Since the "do more with less" approach has worked so well with the North American power grid, Don Rumsfeld thought he'd make it the Pentagon's motto, too.
A senior Defense Department official said Mr. Rumsfeld would order the Pentagon's senior leadership, both civilian and military, to rethink ways to reduce stress on the armed forces, fulfill recruitment and retention goals and operate the Pentagon more efficiently."More efficiently" is mostly a euphemism for "privatization" and "outsourcing", something Republicans have been doing for a long time. Rather than have uniformed soldiers doing lots of jobs, Rumsfeld figures the private sector and foreign militaries can do lots of the scut work instead. But the funny thing about private corporations and foreign militaries is that if they don't want to show up to support the latest imperial adventure, they won't.
In essence, Mr. Rumsfeld will ask the service secretaries and chiefs and his under secretaries to address how the Pentagon can more efficiently use its troops at a time when the armed forces are spread thin by global deployments.
U.S. troops in Iraq suffered through months of unnecessarily poor living conditions because some civilian contractors hired by the Army for logistics support failed to show up, Army officers said. . . .Go figure. You can't count on patriotism to motivate capital or mercenaries (and in the end, what's the difference between the two?). Who woulda thunk it!
One thing became clear in Iraq. "You cannot order civilians into a war zone," said Linda K. Theis, an official at the Army's Field Support Command, which oversees some civilian logistics contracts. "People can sign up to that -- but they can also back out." . . .

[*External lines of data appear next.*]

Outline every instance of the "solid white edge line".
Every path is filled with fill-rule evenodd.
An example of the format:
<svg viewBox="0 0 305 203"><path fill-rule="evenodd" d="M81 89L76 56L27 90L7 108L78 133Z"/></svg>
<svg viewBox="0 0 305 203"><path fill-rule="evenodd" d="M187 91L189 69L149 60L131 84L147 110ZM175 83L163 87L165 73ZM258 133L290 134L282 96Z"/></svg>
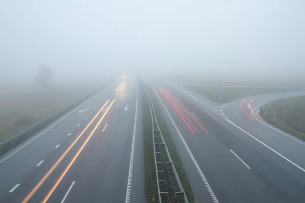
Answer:
<svg viewBox="0 0 305 203"><path fill-rule="evenodd" d="M136 127L137 125L137 115L138 113L138 86L136 84L136 113L135 113L135 124L134 125L134 132L132 138L132 145L131 147L131 153L130 155L130 164L129 165L129 173L128 174L128 182L127 183L127 190L126 191L126 198L125 203L130 201L130 193L131 190L131 180L132 178L132 168L133 167L133 157L135 151L135 140L136 137Z"/></svg>
<svg viewBox="0 0 305 203"><path fill-rule="evenodd" d="M5 157L5 158L4 158L2 160L1 160L0 161L0 163L2 163L4 161L5 161L6 160L7 160L9 158L10 158L11 156L12 156L14 154L16 154L17 152L19 152L20 150L21 150L22 149L23 149L24 147L25 147L26 146L27 146L27 145L28 145L29 143L32 143L33 141L34 141L34 140L36 140L36 139L37 139L38 137L40 137L42 134L43 134L43 133L44 133L47 131L49 130L50 129L51 129L52 127L53 127L55 125L56 125L56 124L58 123L59 122L62 121L63 120L64 120L65 118L66 118L67 117L68 117L68 116L70 115L72 113L74 112L75 111L76 111L77 110L78 110L78 109L79 109L81 107L82 107L85 104L86 104L86 103L87 103L89 99L90 99L95 97L98 93L99 93L102 91L102 90L99 91L98 93L96 93L95 95L94 95L93 96L92 96L91 97L90 97L89 98L88 98L88 99L87 99L85 101L83 102L82 104L81 104L79 105L78 105L76 108L75 108L74 109L72 110L71 111L70 111L68 114L66 114L66 115L65 115L63 117L62 117L62 118L60 118L59 120L58 120L57 121L56 121L55 123L54 123L50 127L49 127L48 128L47 128L47 129L46 129L45 130L44 130L44 131L43 131L41 133L38 134L36 137L35 137L35 138L34 138L32 140L30 140L29 141L28 141L28 142L27 142L26 143L25 143L24 145L22 145L20 148L18 148L18 149L17 149L16 151L14 151L14 152L12 153L11 154L10 154L9 155L8 155L6 157Z"/></svg>
<svg viewBox="0 0 305 203"><path fill-rule="evenodd" d="M225 107L226 107L226 106L225 106ZM290 160L289 159L288 159L288 158L286 157L285 156L282 155L281 154L280 154L280 153L278 152L277 151L274 150L274 149L273 149L272 148L271 148L271 147L269 147L268 145L266 145L265 143L264 143L263 142L262 142L262 141L261 141L260 140L258 140L257 138L255 138L254 136L252 136L252 134L251 134L250 133L249 133L249 132L247 132L246 130L245 130L244 129L243 129L242 128L241 128L241 127L240 127L239 126L238 126L238 125L236 125L235 123L234 123L233 122L232 122L231 120L230 120L228 118L227 118L227 117L224 114L223 112L223 110L222 109L222 114L223 115L223 116L225 117L225 119L228 122L229 122L230 123L231 123L231 124L232 124L233 125L234 125L234 126L235 126L236 127L237 127L237 128L238 128L239 129L240 129L240 130L241 130L242 131L243 131L243 132L245 132L245 133L246 133L247 134L248 134L248 136L250 136L251 138L252 138L253 139L254 139L254 140L255 140L256 141L257 141L257 142L258 142L259 143L260 143L260 144L261 144L262 145L263 145L263 146L264 146L265 147L267 147L268 149L269 149L269 150L270 150L271 151L272 151L272 152L273 152L274 153L275 153L276 154L277 154L277 155L278 155L279 156L280 156L280 157L281 157L282 158L283 158L283 159L284 159L285 160L286 160L286 161L287 161L288 162L289 162L290 163L292 163L292 164L293 164L294 165L295 165L295 166L297 167L298 168L300 169L301 170L302 170L303 172L305 172L305 169L302 168L301 166L300 166L299 165L293 163L291 160Z"/></svg>
<svg viewBox="0 0 305 203"><path fill-rule="evenodd" d="M39 163L38 163L38 164L37 165L36 165L36 166L39 166L40 165L40 164L41 164L43 162L43 160L42 161L41 161Z"/></svg>
<svg viewBox="0 0 305 203"><path fill-rule="evenodd" d="M243 163L245 164L245 165L246 165L247 166L247 168L248 168L249 169L251 169L242 160L241 160L241 159L240 158L239 158L239 157L236 154L235 154L235 153L234 153L234 152L233 151L232 151L232 150L230 150L230 151L231 151L231 152L233 153L233 154L234 154L234 155L235 155L235 156L236 157L237 157L237 158L238 159L239 159L239 160L240 161L241 161L241 162L242 163Z"/></svg>
<svg viewBox="0 0 305 203"><path fill-rule="evenodd" d="M69 193L70 192L70 190L71 190L71 189L72 189L72 187L73 187L73 185L74 185L74 183L75 183L75 181L73 181L72 182L72 184L71 184L70 187L69 188L69 189L68 190L68 191L67 191L67 193L65 195L64 198L63 199L62 201L60 201L60 203L64 203L64 201L65 201L65 200L66 200L66 198L67 198L67 196L69 194Z"/></svg>
<svg viewBox="0 0 305 203"><path fill-rule="evenodd" d="M19 183L16 184L15 186L14 186L14 187L13 188L12 188L12 189L11 190L10 190L10 191L9 192L14 192L14 190L15 190L16 189L16 188L17 188L18 187L18 186L19 186L20 184Z"/></svg>
<svg viewBox="0 0 305 203"><path fill-rule="evenodd" d="M273 93L279 93L279 92L273 92L272 93L272 94ZM259 95L255 95L255 96L253 96L253 97L254 97L255 96L262 96L262 95L267 95L267 94L269 94L270 93L265 93L265 94L259 94ZM259 143L260 143L260 144L261 144L262 145L263 145L263 146L264 146L265 147L267 147L268 149L269 149L269 150L270 150L271 151L272 151L272 152L273 152L274 153L275 153L276 154L277 154L278 155L280 156L281 157L283 158L283 159L284 159L285 160L286 160L286 161L287 161L288 162L289 162L289 163L292 164L293 165L294 165L294 166L296 166L297 168L298 168L299 169L301 170L301 171L302 171L303 172L305 172L305 169L302 168L301 166L300 166L299 165L296 164L296 163L293 162L292 161L291 161L290 159L289 159L288 158L286 158L285 156L284 156L284 155L282 155L282 154L281 154L280 153L278 152L277 151L274 150L274 149L273 149L272 148L271 148L271 147L269 147L268 145L266 145L265 143L264 143L263 142L262 142L262 141L261 141L260 140L258 140L257 138L255 138L255 137L254 137L253 136L252 136L252 134L251 134L250 133L249 133L249 132L247 132L246 130L245 130L244 129L243 129L242 128L241 128L241 127L240 127L239 126L238 126L238 125L237 125L236 124L235 124L235 123L234 123L233 122L232 122L230 120L229 120L224 114L223 112L223 109L225 107L226 107L226 106L232 104L233 103L235 103L236 102L238 101L240 101L241 100L242 100L243 99L247 99L247 98L249 98L251 97L251 96L248 96L248 97L246 98L242 98L240 99L238 99L236 101L234 101L232 102L231 102L229 104L227 104L225 105L224 105L224 106L223 106L221 108L221 114L222 115L220 115L218 113L216 113L216 112L215 112L214 111L213 111L212 110L211 110L211 109L207 108L207 109L209 109L210 110L211 110L212 112L214 112L215 114L216 114L217 115L218 115L219 116L220 116L221 117L222 117L222 118L223 118L224 119L225 119L225 120L226 120L227 121L228 121L229 123L231 123L232 125L234 125L234 126L235 126L236 127L237 127L237 128L238 128L239 129L240 129L240 130L241 130L242 131L243 131L243 132L245 132L246 134L248 134L248 136L250 136L251 138L252 138L253 139L254 139L254 140L255 140L256 141L257 141L257 142L258 142Z"/></svg>
<svg viewBox="0 0 305 203"><path fill-rule="evenodd" d="M205 185L205 187L206 187L206 189L207 189L208 192L209 192L210 195L211 196L211 197L212 198L213 201L214 201L215 203L218 203L218 200L217 200L217 198L216 198L216 196L215 196L215 194L214 194L214 193L212 191L212 189L210 188L210 187L208 183L207 182L207 181L206 180L206 179L205 178L205 177L204 176L204 175L203 175L203 173L201 171L201 170L199 167L199 166L198 165L197 161L196 161L196 159L195 159L195 158L194 157L194 156L193 156L193 154L192 154L192 152L191 152L191 150L190 150L190 148L189 148L189 147L188 146L188 145L187 145L187 143L186 143L186 141L185 141L184 139L182 137L182 134L181 134L181 133L179 131L179 129L178 129L178 127L177 127L177 125L176 125L176 124L174 122L174 120L173 120L172 118L171 117L171 116L169 114L169 113L168 112L168 111L167 111L167 109L166 109L166 108L165 107L165 106L164 105L164 104L163 104L163 102L161 100L161 98L160 97L160 96L159 96L159 95L158 94L158 93L157 93L157 92L156 91L156 90L155 90L155 89L154 89L154 88L152 87L152 86L151 86L151 85L150 85L149 84L149 85L150 86L150 87L151 87L151 88L154 90L154 91L155 91L155 93L156 93L156 94L157 95L157 96L159 98L160 102L162 104L162 106L164 108L164 109L165 110L165 111L166 112L166 113L167 113L167 115L169 117L169 118L170 118L171 121L173 123L173 125L174 125L174 127L175 127L175 128L176 129L176 130L177 130L177 132L178 132L178 134L179 134L179 136L180 137L180 139L182 141L182 142L183 143L185 147L186 147L186 148L187 149L187 151L189 153L189 155L191 157L191 158L192 159L192 160L193 161L193 162L194 163L194 164L195 165L196 168L197 168L197 171L199 173L199 175L200 175L200 177L201 177L201 179L202 179L202 181L203 181L203 183L204 183L204 185Z"/></svg>
<svg viewBox="0 0 305 203"><path fill-rule="evenodd" d="M107 127L107 125L108 125L108 123L107 123L106 124L106 125L105 125L105 127L104 127L104 128L103 129L102 132L104 132L104 130L105 130L105 129L106 129L106 127Z"/></svg>
<svg viewBox="0 0 305 203"><path fill-rule="evenodd" d="M223 115L223 116L224 116L224 117L225 118L225 120L226 120L227 121L229 122L230 123L231 123L231 124L232 124L233 125L234 125L234 126L235 126L236 127L237 127L237 128L238 128L239 129L240 129L240 130L241 130L242 131L243 131L243 132L245 132L245 133L246 133L247 134L248 134L248 136L249 136L250 137L251 137L251 138L252 138L253 139L254 139L254 140L255 140L256 141L257 141L257 142L258 142L260 144L261 144L262 145L263 145L263 146L264 146L265 147L267 147L268 149L269 149L269 150L270 150L271 151L272 151L272 152L273 152L274 153L275 153L276 154L277 154L277 155L278 155L279 156L280 156L280 157L281 157L282 158L283 158L283 159L284 159L285 160L286 160L286 161L287 161L288 162L289 162L289 163L292 163L293 165L294 165L295 166L297 167L298 168L300 169L303 172L305 172L305 170L304 168L302 168L299 165L297 165L297 164L293 163L289 159L288 159L288 158L286 157L285 156L282 155L281 154L280 154L280 153L278 152L277 151L274 150L274 149L273 149L271 147L269 147L268 145L266 145L265 143L264 143L263 142L262 142L260 140L258 140L257 138L255 138L254 136L252 136L251 134L250 134L249 132L247 132L243 129L241 128L241 127L240 127L239 126L238 126L238 125L237 125L236 124L235 124L235 123L234 123L233 122L232 122L228 118L227 118L227 117L225 115L225 114L223 113L223 109L224 109L224 108L225 107L226 107L226 106L227 106L228 105L229 105L232 104L234 103L237 102L237 101L240 101L241 100L242 100L242 99L239 99L239 100L238 100L237 101L235 101L232 102L231 103L229 103L229 104L225 105L222 108L222 109L221 109L221 113Z"/></svg>
<svg viewBox="0 0 305 203"><path fill-rule="evenodd" d="M197 116L196 116L196 115L195 114L194 114L193 113L192 113L192 114L193 114L193 115L194 116L195 116L196 117L196 118L197 118L198 120L199 120L199 119L198 118L198 117L197 117Z"/></svg>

For almost a decade, the military has been shifting its supply and support personnel into combat jobs and hiring defense contractors to do the rest. This shift has accelerated under relentless pressure from Defense Secretary Donald Rumsfeld to make the force lighter and more agile.
"It's a profound change in the way the military operates," said Peter W. Singer, author of a new book, "Corporate Warriors," a detailed study of civilian contractors. He estimates that over the past decade, there has been a ten-fold increase in the number of contract civilians performing work the military used to do itself.
"When you turn these services over to the private market, you lose a measure of control over them," said Singer, a foreign policy researcher at the Brookings Institution, a think tank in Washington.